REPUBLIKA.CO.ID, JAKARTA -- Direktorat Jenderal Pajak (DJP) kesulitan menarik pajak dari Google yang ada di Indonesia. Menurut pengamat ekonomi Mohammad Faisal, sejauh ini belum ada regulasi yang menyasar perusahaan digital secara detil. Pemerintah masih banyak menarik pajak perusahaan yang bermain dengan cara konvensional. Akibatnya ketika akan menarik pajak dari perusahaan sekelsa Google, pemerintah kewalahan.
"Pemerintah tertinggal. Regulasi ini menjelimet karena memajaki perusahaan di sektor yang transaksinya digital ini memang tidak mudah. Makanya DJP dan regulator lain harus lebih pintar membuat regulasi tersebut," kata Faisal, di Jakarta, Senin (19/9).
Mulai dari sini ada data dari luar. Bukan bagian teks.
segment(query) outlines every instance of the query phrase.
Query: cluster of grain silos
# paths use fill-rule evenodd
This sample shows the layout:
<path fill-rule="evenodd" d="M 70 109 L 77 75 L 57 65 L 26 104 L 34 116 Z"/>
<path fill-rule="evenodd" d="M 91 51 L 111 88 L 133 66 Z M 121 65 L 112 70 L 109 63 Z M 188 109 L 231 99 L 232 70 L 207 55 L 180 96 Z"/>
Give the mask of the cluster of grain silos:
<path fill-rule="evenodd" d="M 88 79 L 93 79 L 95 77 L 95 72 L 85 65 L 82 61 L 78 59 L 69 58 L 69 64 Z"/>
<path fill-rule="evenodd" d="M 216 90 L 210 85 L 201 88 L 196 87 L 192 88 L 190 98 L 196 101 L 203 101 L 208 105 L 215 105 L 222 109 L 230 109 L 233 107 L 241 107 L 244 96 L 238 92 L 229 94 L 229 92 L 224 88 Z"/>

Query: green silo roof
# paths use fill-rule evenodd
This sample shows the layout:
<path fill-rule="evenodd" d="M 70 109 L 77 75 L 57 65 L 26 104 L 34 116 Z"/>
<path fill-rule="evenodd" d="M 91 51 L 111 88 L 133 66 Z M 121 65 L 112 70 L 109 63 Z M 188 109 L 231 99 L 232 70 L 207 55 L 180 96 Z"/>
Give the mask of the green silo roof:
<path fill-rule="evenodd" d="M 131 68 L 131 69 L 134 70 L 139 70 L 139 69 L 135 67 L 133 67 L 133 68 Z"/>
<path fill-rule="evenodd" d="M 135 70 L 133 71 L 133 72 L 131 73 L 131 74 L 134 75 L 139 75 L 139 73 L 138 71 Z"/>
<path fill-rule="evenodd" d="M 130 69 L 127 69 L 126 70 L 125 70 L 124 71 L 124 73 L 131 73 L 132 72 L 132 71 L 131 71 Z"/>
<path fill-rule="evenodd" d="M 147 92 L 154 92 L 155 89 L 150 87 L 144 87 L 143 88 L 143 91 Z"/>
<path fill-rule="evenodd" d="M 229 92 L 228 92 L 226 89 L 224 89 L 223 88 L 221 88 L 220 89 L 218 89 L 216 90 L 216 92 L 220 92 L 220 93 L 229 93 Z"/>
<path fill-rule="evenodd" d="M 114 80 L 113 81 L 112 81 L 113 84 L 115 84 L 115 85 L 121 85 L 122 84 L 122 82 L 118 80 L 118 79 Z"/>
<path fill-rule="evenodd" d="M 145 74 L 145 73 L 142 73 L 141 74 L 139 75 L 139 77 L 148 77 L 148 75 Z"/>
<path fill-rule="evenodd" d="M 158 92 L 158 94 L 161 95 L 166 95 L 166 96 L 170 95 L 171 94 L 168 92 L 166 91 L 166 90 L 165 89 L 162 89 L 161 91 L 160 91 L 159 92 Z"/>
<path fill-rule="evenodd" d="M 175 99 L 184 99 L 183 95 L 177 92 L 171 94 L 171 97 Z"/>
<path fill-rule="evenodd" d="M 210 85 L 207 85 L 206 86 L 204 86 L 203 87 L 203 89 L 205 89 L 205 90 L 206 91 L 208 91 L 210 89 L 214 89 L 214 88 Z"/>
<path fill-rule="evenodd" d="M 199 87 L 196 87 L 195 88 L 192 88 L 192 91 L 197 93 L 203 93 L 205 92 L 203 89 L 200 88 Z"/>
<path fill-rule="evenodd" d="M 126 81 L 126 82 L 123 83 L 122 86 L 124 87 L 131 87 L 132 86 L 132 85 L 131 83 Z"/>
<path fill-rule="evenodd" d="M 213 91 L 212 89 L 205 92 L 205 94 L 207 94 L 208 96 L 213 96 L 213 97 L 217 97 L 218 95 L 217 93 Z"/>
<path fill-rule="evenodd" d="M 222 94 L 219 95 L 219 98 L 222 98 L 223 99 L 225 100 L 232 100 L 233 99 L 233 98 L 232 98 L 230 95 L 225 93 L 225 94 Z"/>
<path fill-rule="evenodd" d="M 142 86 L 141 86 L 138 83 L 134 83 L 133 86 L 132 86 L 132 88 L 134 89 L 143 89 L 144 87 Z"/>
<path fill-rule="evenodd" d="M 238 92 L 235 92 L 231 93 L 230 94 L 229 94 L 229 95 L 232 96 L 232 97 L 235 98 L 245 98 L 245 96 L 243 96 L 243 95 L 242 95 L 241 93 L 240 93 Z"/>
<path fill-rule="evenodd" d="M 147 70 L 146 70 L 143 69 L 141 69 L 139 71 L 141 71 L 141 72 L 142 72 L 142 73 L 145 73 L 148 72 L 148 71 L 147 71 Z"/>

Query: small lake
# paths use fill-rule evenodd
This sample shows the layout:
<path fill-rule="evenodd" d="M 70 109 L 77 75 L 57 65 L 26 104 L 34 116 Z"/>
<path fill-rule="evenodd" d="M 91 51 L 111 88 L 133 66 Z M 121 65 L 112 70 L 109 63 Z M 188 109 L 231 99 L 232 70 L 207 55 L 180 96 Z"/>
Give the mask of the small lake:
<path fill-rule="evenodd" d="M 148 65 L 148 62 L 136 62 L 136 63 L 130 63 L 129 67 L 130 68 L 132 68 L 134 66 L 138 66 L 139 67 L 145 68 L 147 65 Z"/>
Ekonom dari Center of Reform on Economics (CORE) ini menjelaskan, ketika regulasi yang dimiliki pemerintah tidak kuat untuk menekan perusahaan digital, maka pemerintah juga akan sulit melakukan penindakan atas kelalaian dalam menjalankan regulasi. Perusahaan yang ditindak bisa melawan jika regulasi yang dimiliki tidak kuat untuk menekan perusahaan tersebut.
Dengan regulasi yang lemah, pemerintah justru terlihat tidak adil dengan perusahaan digital yang dimintai pajak. Padahal seharusnya perusahaan digital dalam negeri bisa mendapatkan kemudahan, termasuk dari segi pajak agar dapat bersaing dengan perusahaan-perusahaan digital yang ada. Jangan sampai perusahaan dalam negeri justru tertekan dengan permintaan pajak, sementara DJP masih sulit mendapatkan pajak dari perusahaan sebesar Google.
Dengan ketimpangan yang terjadi sekarang, kata dia, pemerintah sudah seharusnya membuat regulasi yang tepat untuk menunjang pertumbuhan pajak dari perusahaan luar yang ikut 'bermain' di Indonesia. Sedangkan untuk perusahaan digital dalam negeri yang diharapkan terus berkembang, pemerintah wajib memberikan kemudahan dan keadilan dalam hal regulasi, termasuk pembayaran pajak.
"Jadi memang regulasi yang harus diperbaiki. Ketika regulasi sudah kuat. Maka penegakan akan lebih mudah," ujarnya.